Probe reels in 25 more judges

The Supreme Court’s deputy prosecutor Giorgos Sanidas yesterday called for the bank accounts of 25 judicial officials to be opened, spreading the net wider in an investigation into trial fixing and malpractice, as a fifth judge was sacked. Sanidas did not reveal any details about the nature of the alleged misdeeds by the 25 officials who were targeted following a series of complaints. Meanwhile, the Supreme Court’s plenary session dismissed a justice of the peace on the grounds of gross inefficiency and a lack of moral standards. Athanassios Nomikos had been charged with incurring debts and repeatedly defaulting on them, skipping work to gamble at casinos and delaying cases. The court, however, said that Nomikos would be allowed to seek a new job in the broader public sector, if he wished. Nomikos received a lighter sentence than court of first instance judge Leonidas Stathis – also deemed to have displayed a lack of moral standards – who was banned from future work as a lawyer or civil servant after being remanded in custody last month pending trial for bribery and money laundering. Nomikos is the fifth judicial official to be dismissed as part of an ongoing probe into trial fixing and corruption in the judiciary, with several more facing the sack. One of these is court of first instance judge Anna Korovessi, who had been up for dismissal yesterday but was granted an extension until November, as she is in the eighth month of pregnancy.
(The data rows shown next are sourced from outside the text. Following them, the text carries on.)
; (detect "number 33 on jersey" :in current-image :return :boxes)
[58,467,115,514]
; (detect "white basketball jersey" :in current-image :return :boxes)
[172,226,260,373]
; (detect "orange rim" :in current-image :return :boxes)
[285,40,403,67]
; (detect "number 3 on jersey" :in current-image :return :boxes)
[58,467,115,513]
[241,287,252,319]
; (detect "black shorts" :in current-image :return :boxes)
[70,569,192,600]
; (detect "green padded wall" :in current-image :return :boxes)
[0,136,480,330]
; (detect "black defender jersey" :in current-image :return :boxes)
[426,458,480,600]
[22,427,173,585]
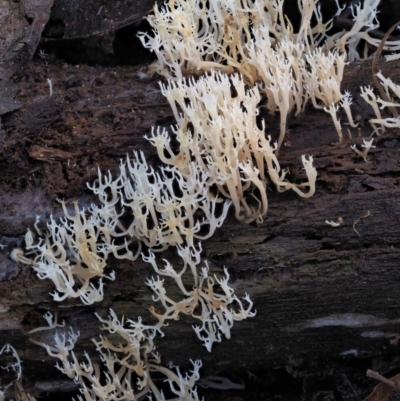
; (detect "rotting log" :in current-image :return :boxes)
[0,54,400,400]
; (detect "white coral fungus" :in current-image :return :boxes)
[147,72,317,222]
[31,310,201,401]
[142,244,255,352]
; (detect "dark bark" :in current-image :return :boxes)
[0,1,400,400]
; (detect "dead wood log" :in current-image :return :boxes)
[0,56,400,400]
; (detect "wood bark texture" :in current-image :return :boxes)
[0,3,400,401]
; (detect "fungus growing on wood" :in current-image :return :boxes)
[30,309,202,401]
[142,243,255,352]
[146,72,316,222]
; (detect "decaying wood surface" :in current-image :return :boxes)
[0,3,400,400]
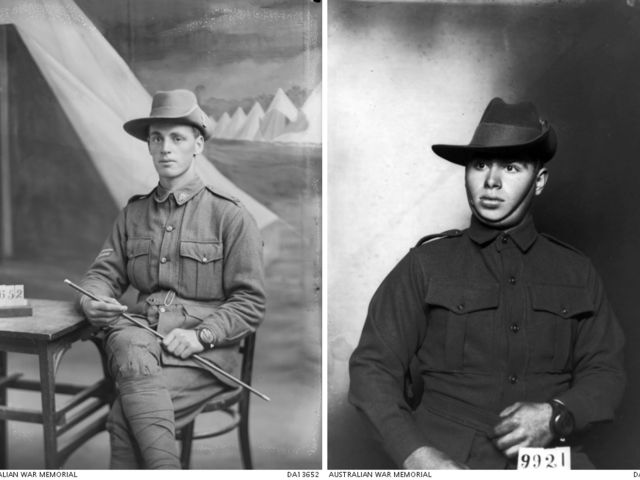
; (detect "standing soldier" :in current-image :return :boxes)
[350,98,624,469]
[80,90,265,468]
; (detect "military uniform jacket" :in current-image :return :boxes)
[81,177,265,381]
[350,217,624,468]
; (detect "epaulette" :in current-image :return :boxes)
[127,190,153,205]
[416,229,462,247]
[540,233,586,256]
[206,185,240,205]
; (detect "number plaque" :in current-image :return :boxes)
[518,447,571,470]
[0,285,33,317]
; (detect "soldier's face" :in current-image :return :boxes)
[465,158,548,229]
[149,123,204,181]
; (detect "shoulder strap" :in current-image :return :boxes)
[540,233,584,256]
[127,190,153,205]
[416,229,462,247]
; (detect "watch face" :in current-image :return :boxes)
[554,412,574,437]
[198,328,213,347]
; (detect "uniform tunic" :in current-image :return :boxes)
[350,217,624,468]
[81,177,265,382]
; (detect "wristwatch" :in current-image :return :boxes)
[549,399,576,442]
[196,327,214,350]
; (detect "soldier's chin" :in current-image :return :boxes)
[471,208,510,228]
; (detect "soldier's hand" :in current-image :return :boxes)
[162,328,204,359]
[402,446,469,470]
[80,295,127,327]
[494,402,553,458]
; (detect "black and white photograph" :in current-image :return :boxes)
[326,0,640,474]
[0,0,323,470]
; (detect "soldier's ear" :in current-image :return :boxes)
[536,167,549,195]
Korovessi allegedly tampered with the process of selecting judges to ensure favorable treatment for Archimandrite Iakovos Yiossakis, a jailed priest allegedly at the heart of a trial-fixing ring involving judges, churchmen and lawyers. The group is suspected of having influenced court proceedings for bribes so that drug dealers could gain early release from prison or dodge jail. Yiossakis is currently in detention at Korydallos Prison pending trial for antiquities theft.